Working as an assistant professor in military and emergency medicine at the Uniformed Services University of the Health Sciences Medical School in Bethesda, Maryland was also a rewarding experience. Students were always enthusiastic when we conducted battlefield medicine exercises as future military physicians neutralized enemy combatants, rescuing and resuscitating their injured colleagues in unforgiving environments. Living in a relatively high-threat area such as Washington, D.C., the Air Force also constantly trained our medical units in disaster medicine. I often led medical teams and organized responses to quickly triage, transport, and treat military and civilian victims during drills of large-scale attacks. Such training proved useful when I was deployed to Bagram Air Base, Afghanistan during Operation Freedom’s Sentinel and Resolute Support. Working as an ER physician and Disaster Medicine Team Chief, the Bagram Air Base hospital was frequently overwhelmed with injured soldiers. Short pauses of silence would often be filled with chaos and noise as enemy attacks escalated at any given moment. Being subjected to indirect enemy fire and improvised explosive devices furthered the uneasiness while trying to run a hospital situated in a desert of a foreign country. Yet, throughout such chaos there was an overwhelming sense of camaraderie, duty, and gratitude that stemmed from the unique opportunity of healing soldiers directly in harm’s way.

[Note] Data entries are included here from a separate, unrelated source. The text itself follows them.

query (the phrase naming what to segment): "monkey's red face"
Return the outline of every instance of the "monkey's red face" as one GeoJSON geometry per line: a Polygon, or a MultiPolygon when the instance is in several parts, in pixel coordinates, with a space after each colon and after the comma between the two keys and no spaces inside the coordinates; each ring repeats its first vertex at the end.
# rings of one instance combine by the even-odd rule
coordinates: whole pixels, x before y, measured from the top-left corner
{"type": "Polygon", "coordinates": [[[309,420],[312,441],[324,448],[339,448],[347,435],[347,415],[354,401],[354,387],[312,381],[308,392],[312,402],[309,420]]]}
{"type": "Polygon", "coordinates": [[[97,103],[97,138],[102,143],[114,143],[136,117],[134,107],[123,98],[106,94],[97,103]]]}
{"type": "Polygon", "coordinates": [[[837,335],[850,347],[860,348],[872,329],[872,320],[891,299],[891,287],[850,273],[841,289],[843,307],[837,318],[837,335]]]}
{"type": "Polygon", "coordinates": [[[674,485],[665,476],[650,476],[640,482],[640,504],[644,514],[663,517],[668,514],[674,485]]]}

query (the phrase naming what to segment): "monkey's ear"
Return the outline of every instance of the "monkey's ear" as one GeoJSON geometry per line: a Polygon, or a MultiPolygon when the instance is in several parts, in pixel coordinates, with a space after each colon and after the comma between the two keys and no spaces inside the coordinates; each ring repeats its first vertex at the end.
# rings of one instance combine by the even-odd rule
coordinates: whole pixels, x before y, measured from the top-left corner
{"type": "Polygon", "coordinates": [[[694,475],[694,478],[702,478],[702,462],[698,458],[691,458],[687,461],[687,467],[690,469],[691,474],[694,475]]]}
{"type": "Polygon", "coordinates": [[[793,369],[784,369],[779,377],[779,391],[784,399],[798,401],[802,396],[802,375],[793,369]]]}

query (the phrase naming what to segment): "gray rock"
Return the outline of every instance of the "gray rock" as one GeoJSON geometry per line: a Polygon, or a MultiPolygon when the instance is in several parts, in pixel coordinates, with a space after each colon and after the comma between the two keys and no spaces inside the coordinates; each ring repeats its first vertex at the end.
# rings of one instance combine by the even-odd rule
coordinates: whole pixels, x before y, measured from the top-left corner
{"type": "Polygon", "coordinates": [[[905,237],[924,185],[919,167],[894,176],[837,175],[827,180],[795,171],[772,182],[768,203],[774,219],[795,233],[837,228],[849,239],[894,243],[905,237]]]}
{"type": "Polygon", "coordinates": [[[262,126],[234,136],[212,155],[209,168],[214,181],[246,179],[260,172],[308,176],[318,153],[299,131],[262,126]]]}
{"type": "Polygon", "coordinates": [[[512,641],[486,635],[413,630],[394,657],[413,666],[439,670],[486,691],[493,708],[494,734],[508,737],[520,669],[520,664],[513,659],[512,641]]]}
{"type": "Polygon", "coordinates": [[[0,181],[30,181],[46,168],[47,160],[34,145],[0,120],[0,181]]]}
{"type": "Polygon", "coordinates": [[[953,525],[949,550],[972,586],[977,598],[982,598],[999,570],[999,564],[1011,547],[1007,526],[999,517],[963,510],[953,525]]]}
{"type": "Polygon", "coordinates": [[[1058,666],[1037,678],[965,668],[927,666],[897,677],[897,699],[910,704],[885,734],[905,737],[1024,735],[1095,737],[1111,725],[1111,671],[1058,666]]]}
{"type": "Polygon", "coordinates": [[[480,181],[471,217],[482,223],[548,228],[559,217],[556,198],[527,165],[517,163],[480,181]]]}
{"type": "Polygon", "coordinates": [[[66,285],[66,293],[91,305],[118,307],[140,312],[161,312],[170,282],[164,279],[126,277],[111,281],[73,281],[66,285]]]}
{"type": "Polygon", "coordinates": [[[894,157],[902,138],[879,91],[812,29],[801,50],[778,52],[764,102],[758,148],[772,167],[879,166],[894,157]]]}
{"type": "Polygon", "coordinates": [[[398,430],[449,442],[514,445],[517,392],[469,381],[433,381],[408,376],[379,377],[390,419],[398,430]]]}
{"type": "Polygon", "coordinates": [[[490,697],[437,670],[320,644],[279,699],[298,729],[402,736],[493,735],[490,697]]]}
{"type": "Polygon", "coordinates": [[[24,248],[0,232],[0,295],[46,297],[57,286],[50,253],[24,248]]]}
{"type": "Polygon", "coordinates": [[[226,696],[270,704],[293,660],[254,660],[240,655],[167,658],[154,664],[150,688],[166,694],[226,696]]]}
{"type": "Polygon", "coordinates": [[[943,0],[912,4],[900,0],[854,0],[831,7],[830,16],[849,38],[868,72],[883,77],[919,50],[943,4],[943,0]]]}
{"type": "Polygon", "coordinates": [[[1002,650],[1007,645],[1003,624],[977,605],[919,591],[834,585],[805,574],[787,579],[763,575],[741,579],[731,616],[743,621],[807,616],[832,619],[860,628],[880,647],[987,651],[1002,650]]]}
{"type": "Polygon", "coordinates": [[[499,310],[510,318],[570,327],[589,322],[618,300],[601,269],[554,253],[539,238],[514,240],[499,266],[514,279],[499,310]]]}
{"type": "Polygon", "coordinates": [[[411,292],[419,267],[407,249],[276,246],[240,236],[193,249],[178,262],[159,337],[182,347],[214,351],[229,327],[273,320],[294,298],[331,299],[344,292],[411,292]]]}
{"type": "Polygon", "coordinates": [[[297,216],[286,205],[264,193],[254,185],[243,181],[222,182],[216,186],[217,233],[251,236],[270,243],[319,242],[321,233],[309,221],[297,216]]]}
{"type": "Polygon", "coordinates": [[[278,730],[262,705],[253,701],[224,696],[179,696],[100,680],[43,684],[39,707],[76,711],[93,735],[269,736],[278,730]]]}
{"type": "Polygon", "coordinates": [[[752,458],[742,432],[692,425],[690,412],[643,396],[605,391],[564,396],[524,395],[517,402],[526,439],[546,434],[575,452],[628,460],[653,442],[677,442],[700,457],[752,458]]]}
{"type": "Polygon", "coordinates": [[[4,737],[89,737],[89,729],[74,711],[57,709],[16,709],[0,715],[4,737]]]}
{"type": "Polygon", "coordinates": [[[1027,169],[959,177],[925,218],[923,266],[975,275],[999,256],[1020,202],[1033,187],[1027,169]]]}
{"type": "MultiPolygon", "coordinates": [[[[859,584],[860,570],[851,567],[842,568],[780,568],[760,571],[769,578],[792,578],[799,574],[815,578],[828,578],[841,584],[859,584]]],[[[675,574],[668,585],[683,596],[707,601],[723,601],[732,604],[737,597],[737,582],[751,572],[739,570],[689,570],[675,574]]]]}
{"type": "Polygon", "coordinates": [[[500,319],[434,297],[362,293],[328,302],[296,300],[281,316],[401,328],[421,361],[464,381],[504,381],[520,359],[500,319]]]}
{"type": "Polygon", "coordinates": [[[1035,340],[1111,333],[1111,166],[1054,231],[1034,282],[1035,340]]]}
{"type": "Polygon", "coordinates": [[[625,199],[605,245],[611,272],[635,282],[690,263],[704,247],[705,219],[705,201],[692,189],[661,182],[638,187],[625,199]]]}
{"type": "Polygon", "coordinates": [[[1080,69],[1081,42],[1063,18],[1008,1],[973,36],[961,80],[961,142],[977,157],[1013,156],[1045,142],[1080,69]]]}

After fourteen years in the military, I transitioned back to civilian life shortly after returning from deployment in Afghanistan. Experiences in the military solidified my leadership and teamwork skills necessary for managing critical patients in an often unpredictable emergency department. The hospital where I now work is currently upgrading to a trauma center where I share my military experiences through trauma protocols, such as managing stab and gunshot wounds, burns, and traumatic brain injuries. My Air Force training and experience in low-resource settings has also led to the establishment of medical clinics, education programs, and clean water access in remote villages throughout Guatemala, the Dominican Republic, Honduras, and Nicaragua during yearly volunteer trips. As I progressed throughout my career and transitioned into an administrative role in improving the current medical system, I began to realize that health care delivery on an institutional level is more of a business conversation in the context of health care. In order to effectively communicate logistics, value chain management, operation planning, strategy, and finance, an MBA education would be necessary to quickly enhance my knowledge and skillset. The NYU Stern School of Business became a clear choice due to the quality of professors, ability to focus or broaden my perspective beyond a hospital setting, and recognition of Stern as being in the forefront of business education. In addition, the Washington, D.C. Executive MBA class schedule of one Friday, Saturday, and Sunday a month allows me to continue full-time clinical duties as an ER physician while providing the flexibility to contribute in administrative duties and impact patient care on a larger scale.